1720 PST, Thursday, March 25, 2010
SIRTE: Iraqi Prime Minister Nuri al-Maliki has ordered Foreign Minister Hoshyar Zebari to quit an Arab summit in protest at a meeting this week between Libyan leader Moamer Kadhafi and Iraqi opposition figures, a top Arab diplomat told a foreign news agency on Thursday.
But Zebari, who is in the Libyan Mediterranean city of Sirte to attend a meeting of Arab foreign ministers and to represent Iraq at a summit on Saturday and Sunday, later told AFP he had not decided on his next move.
"No decision now. Later," he said as he walked out of the foreign ministers' meeting with his Kuwaiti counterpart Sheikh Mohammed al-Sabbah. "I am here now.
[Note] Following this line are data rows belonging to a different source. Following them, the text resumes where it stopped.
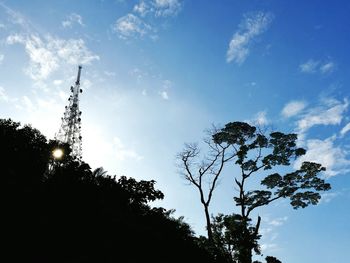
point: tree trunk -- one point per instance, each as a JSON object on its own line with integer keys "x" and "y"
{"x": 207, "y": 217}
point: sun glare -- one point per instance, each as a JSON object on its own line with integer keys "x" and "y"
{"x": 57, "y": 153}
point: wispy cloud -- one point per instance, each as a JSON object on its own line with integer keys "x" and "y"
{"x": 166, "y": 86}
{"x": 122, "y": 153}
{"x": 131, "y": 26}
{"x": 270, "y": 234}
{"x": 72, "y": 19}
{"x": 166, "y": 7}
{"x": 331, "y": 113}
{"x": 145, "y": 17}
{"x": 48, "y": 53}
{"x": 309, "y": 66}
{"x": 327, "y": 67}
{"x": 142, "y": 8}
{"x": 158, "y": 8}
{"x": 293, "y": 108}
{"x": 317, "y": 66}
{"x": 3, "y": 95}
{"x": 325, "y": 152}
{"x": 328, "y": 197}
{"x": 345, "y": 129}
{"x": 252, "y": 26}
{"x": 278, "y": 221}
{"x": 260, "y": 118}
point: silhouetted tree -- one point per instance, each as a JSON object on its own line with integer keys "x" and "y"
{"x": 204, "y": 174}
{"x": 73, "y": 214}
{"x": 256, "y": 154}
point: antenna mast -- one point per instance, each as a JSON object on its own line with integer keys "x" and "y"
{"x": 70, "y": 130}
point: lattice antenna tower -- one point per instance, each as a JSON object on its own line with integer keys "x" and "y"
{"x": 70, "y": 130}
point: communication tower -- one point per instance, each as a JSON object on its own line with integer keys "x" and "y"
{"x": 70, "y": 130}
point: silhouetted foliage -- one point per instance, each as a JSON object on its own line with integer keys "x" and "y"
{"x": 255, "y": 154}
{"x": 61, "y": 211}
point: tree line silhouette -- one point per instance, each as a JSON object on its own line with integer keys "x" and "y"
{"x": 63, "y": 211}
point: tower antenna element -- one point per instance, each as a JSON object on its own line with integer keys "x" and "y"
{"x": 70, "y": 130}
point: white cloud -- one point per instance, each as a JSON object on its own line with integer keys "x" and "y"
{"x": 309, "y": 66}
{"x": 164, "y": 95}
{"x": 73, "y": 18}
{"x": 269, "y": 247}
{"x": 327, "y": 68}
{"x": 3, "y": 95}
{"x": 166, "y": 7}
{"x": 316, "y": 66}
{"x": 278, "y": 221}
{"x": 130, "y": 26}
{"x": 328, "y": 197}
{"x": 47, "y": 54}
{"x": 293, "y": 108}
{"x": 123, "y": 153}
{"x": 345, "y": 129}
{"x": 326, "y": 153}
{"x": 142, "y": 8}
{"x": 330, "y": 114}
{"x": 57, "y": 82}
{"x": 252, "y": 26}
{"x": 261, "y": 119}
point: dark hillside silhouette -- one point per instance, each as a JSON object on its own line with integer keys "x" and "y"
{"x": 74, "y": 214}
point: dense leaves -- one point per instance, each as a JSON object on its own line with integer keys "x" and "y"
{"x": 61, "y": 211}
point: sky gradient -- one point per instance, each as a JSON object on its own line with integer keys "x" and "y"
{"x": 158, "y": 73}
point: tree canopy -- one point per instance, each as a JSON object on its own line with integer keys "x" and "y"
{"x": 73, "y": 214}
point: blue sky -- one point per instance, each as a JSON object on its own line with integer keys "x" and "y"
{"x": 157, "y": 73}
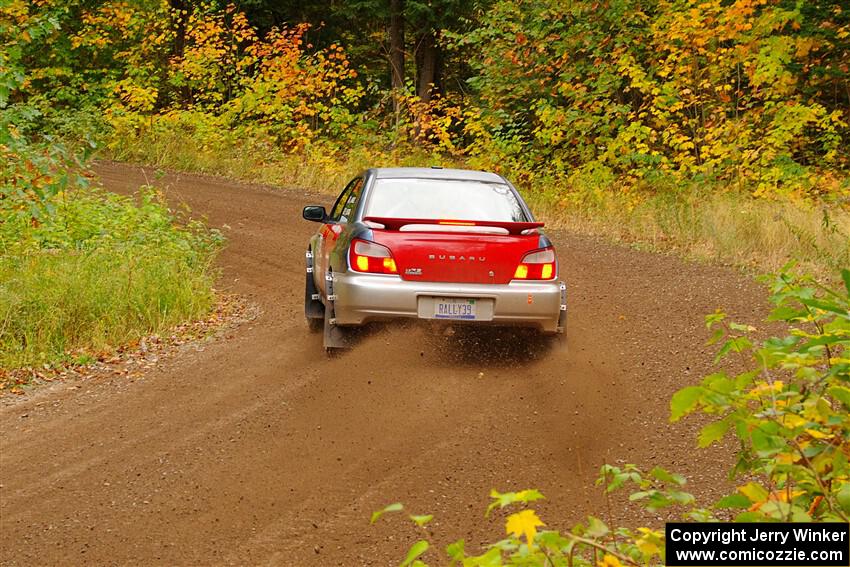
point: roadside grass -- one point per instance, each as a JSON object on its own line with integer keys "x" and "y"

I am hungry, I'm going to eat something," he said as he headed for lunch.
According to the diplomat, Maliki ordered Zebari to pack up and go home as the foreign ministers began meetings to prepare for the weekend summit.
"Maliki instructed Zebari to leave by the end of the day Thursday in protest at a meeting granted by Kadhafi to a delegation of Iraqi opposition figures," the diplomat said.
He ordered that the Iraqi delegation to the Arab summit be scaled back, leaving behind in Sirte Iraq's permanent representative to the Arab League.
The head of the 22-member pan-Arab organisation Amr Mussa met privately with Zebari over breakfast on Thursday to try to contain the diplomatic spat between Libya and Iraq, and convince the Iraqi foreign minister to remain for the summit.
Several Arab foreign ministers also tried to persuade Iraq's top diplomat to stay but were told by Zebari that he had no choice but to return home, the diplomat added.
Libya's official JANA news agency said that Kadhafi received a high-ranking delegation of Iraqi opposition leaders on Sunday, including former members of the outlawed Baath party of now executed dictator Saddam Hussein.
The Iraqi delegation included former oil minister Issam Shalabi as well as ex-Baathist Salah Omar al-Ali.
Iraq is due to host next year's Arab summit, after forgoing its turn to hold this year's amid political tensions and security concerns.